When I was in second grade, I wrote a play. It was very short, mind you. It was not easy to manipulate my number 2 pencil over the rough construction paper I had to use, and my attention span at age 8 was minimal. I showed it to my teacher and she let me recruit several classmates to perform it for our class. The thrill it gave me to hear them speaking my words was intoxicating!


I think that is when it happened. Writing got into my blood. I’ve been addicted ever since.


The same year, I asked for a diary for Christmas. I tore through my presents, tossing all aside until I found it. The cover was pastel pink and the pages creamy ivory. Pure magic! I wrote in it almost daily, usually in crayon. How I loved jotting down my life on those pages!


Santa brought me a diary for the next three years. I wrote in all of them but I felt less and less satisfaction. I needed something stronger to recapture that original thrill. I began writing a mystery à la Nancy Drew. I finished my first chapter and showed it to my Aunt Ronnie. About halfway through the chapter, she burst out laughing. I had put nothing comedic in my story. What did she find so funny? (Probably the secondary character who happened to be bicycling around town with her grandfather’s will in her front shirt pocket.) I grabbed my novel and stomped away, crushed.
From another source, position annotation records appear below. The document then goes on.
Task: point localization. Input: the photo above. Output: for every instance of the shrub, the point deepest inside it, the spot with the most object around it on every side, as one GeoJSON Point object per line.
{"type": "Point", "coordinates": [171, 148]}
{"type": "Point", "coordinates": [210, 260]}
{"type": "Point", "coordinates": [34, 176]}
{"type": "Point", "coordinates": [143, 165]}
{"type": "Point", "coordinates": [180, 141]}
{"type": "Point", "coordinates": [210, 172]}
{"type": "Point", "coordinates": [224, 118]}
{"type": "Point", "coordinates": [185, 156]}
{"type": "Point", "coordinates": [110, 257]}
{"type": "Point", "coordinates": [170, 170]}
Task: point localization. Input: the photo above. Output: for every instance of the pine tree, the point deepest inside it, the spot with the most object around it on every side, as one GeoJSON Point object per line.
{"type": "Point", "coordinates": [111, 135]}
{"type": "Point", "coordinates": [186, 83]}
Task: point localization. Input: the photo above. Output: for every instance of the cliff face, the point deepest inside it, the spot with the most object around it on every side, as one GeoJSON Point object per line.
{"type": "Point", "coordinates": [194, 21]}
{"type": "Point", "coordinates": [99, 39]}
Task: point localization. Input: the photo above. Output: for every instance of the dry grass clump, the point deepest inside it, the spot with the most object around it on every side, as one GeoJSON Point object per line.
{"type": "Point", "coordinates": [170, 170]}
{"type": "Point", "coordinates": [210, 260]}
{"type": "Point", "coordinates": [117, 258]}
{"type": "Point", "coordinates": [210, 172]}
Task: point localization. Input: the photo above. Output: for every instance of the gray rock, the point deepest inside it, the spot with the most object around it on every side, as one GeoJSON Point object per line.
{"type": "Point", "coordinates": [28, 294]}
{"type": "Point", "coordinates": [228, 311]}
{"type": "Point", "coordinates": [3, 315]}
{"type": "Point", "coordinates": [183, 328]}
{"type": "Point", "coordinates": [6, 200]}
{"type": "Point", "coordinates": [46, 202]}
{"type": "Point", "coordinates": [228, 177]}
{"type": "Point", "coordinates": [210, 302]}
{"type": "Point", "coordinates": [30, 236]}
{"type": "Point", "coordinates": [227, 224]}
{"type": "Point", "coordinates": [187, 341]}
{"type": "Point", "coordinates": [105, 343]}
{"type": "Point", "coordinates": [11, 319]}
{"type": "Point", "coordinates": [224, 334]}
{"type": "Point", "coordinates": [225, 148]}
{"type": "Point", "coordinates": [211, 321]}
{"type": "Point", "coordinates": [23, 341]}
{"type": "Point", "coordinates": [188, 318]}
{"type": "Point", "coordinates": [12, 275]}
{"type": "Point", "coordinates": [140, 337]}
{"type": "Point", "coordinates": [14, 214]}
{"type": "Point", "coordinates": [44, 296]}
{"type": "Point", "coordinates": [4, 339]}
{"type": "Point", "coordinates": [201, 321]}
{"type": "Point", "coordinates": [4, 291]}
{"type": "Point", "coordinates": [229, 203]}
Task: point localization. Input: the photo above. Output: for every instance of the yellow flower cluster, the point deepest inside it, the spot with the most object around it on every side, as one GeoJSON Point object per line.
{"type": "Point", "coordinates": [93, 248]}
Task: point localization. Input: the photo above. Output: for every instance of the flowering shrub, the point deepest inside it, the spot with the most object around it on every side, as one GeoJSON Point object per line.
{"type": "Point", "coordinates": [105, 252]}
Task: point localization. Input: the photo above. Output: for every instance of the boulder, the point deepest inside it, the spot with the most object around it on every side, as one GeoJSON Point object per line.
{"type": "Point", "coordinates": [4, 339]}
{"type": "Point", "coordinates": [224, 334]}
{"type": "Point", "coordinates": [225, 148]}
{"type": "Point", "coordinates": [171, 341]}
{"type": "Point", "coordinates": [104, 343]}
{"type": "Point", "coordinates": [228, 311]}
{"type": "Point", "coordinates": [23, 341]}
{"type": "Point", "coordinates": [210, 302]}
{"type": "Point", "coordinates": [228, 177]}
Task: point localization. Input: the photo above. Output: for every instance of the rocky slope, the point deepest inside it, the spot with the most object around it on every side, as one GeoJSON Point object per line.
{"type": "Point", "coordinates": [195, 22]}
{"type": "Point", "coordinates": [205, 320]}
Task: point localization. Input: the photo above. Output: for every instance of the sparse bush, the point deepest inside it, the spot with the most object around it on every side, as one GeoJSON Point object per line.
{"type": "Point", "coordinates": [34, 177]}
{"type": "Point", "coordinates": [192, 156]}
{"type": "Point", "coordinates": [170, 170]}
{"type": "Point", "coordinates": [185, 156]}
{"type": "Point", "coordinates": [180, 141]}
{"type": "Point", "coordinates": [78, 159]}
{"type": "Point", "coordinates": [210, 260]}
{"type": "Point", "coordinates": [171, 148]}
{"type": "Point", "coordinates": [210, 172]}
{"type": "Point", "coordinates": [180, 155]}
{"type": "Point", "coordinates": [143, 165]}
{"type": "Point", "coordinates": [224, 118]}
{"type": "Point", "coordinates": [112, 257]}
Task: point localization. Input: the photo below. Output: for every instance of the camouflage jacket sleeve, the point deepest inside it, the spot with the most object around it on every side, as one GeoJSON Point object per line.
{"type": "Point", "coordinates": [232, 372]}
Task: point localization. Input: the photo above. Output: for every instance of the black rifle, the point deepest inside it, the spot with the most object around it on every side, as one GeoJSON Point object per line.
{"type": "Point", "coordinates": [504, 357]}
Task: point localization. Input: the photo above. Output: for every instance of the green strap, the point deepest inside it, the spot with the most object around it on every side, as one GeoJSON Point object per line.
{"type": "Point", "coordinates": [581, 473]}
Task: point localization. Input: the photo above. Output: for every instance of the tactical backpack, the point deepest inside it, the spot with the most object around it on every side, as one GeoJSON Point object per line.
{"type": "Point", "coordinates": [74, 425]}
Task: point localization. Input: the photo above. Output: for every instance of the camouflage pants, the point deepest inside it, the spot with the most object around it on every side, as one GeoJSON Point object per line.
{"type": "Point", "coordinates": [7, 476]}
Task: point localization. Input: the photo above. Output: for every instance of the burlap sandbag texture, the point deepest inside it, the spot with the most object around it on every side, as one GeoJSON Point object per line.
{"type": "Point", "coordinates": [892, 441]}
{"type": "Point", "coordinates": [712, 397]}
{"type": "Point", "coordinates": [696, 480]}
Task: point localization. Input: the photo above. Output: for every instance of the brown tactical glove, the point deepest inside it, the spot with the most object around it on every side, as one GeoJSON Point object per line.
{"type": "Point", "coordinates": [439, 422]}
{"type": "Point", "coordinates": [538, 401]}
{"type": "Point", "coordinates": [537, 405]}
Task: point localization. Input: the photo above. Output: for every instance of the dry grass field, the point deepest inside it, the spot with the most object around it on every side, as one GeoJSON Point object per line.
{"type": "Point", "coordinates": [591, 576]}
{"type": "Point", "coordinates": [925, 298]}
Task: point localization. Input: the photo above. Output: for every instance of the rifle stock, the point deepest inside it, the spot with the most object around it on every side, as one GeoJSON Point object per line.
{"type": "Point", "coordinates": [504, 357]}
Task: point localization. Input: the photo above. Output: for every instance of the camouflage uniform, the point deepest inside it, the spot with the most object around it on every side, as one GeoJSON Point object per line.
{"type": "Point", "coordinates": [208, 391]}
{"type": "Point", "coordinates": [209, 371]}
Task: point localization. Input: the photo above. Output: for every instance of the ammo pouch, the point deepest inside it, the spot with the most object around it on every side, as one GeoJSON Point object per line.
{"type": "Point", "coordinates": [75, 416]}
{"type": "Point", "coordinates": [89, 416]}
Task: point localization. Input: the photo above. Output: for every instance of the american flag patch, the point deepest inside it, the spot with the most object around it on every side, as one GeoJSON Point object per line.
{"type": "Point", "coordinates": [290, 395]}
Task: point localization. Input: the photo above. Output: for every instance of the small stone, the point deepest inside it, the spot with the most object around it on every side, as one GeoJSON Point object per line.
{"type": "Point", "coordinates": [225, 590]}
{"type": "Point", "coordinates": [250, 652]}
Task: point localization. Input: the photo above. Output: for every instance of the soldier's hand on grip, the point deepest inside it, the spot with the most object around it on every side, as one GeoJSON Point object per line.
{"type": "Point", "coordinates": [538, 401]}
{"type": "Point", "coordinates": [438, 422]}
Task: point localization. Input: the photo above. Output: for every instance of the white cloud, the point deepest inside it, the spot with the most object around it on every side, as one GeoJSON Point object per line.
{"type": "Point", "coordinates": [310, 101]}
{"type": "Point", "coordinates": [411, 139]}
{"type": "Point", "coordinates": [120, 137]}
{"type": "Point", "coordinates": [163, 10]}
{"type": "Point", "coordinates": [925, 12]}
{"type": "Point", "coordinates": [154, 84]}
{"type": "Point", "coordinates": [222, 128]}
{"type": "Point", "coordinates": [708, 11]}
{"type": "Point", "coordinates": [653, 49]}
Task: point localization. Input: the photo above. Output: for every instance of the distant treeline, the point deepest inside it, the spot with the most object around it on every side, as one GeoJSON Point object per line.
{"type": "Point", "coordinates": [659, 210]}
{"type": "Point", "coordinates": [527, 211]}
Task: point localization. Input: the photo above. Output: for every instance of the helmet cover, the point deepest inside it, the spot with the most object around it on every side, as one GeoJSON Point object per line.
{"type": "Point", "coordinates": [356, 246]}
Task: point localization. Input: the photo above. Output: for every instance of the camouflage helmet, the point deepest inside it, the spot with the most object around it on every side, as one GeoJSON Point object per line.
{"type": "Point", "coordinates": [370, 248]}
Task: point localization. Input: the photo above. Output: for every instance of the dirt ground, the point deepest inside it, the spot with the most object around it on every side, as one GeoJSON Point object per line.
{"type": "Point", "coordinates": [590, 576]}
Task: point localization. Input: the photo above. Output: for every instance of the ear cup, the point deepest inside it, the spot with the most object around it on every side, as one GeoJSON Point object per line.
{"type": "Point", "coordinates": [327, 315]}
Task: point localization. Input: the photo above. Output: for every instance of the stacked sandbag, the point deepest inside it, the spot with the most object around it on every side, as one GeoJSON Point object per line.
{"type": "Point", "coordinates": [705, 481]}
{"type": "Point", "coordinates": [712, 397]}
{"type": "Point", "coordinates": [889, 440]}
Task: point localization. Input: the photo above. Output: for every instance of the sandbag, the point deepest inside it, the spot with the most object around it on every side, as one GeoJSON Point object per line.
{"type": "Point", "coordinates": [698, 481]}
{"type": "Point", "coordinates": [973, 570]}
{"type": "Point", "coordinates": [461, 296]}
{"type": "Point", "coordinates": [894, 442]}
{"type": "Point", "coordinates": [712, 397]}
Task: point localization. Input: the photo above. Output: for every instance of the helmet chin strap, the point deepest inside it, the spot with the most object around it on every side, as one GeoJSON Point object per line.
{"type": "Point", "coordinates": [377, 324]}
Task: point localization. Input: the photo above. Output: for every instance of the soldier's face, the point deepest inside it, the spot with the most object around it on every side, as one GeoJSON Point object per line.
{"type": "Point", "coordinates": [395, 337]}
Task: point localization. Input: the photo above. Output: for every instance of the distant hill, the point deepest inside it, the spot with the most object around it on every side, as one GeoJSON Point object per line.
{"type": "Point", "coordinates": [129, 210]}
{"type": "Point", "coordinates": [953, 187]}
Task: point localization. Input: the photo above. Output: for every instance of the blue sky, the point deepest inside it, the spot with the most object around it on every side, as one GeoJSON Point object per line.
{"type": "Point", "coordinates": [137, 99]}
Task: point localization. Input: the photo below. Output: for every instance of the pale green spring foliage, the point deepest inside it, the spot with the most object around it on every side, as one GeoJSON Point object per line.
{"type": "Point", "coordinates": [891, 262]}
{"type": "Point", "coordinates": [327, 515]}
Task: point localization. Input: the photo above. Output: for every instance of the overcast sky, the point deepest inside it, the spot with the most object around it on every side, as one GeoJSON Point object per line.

My father was always saying, “Don’t waste your life; be a doctor.” I decided he was right. I gave up on writing.


Then, in ninth grade English, I discovered that I loved to write papers: essays, reports, and even research papers. The excitement of finding the right words! The giddy sensation of pouring out my thoughts through my fingertips! I did my best to keep my secret. Of course, I couldn’t hide it from my English teacher. She complimented my work. She gave me As. I ignored her.


Then my Physical Science teacher assigned a research paper using the scientific method. The craving to be creative was unstoppable. My paper ended up in iambic pentameter with the last word of every other sentence rhyming. I knew I would get an F. I couldn’t help myself. The joy of finding rhymes for words like “voltaic” overwhelmed me. How thrilling it felt to read aloud the songlike beat of my hypothesis!


I vowed to myself I would never do that again. I didn’t want to damage my grade point average and ruin my chances for being accepted into a good pre-med program.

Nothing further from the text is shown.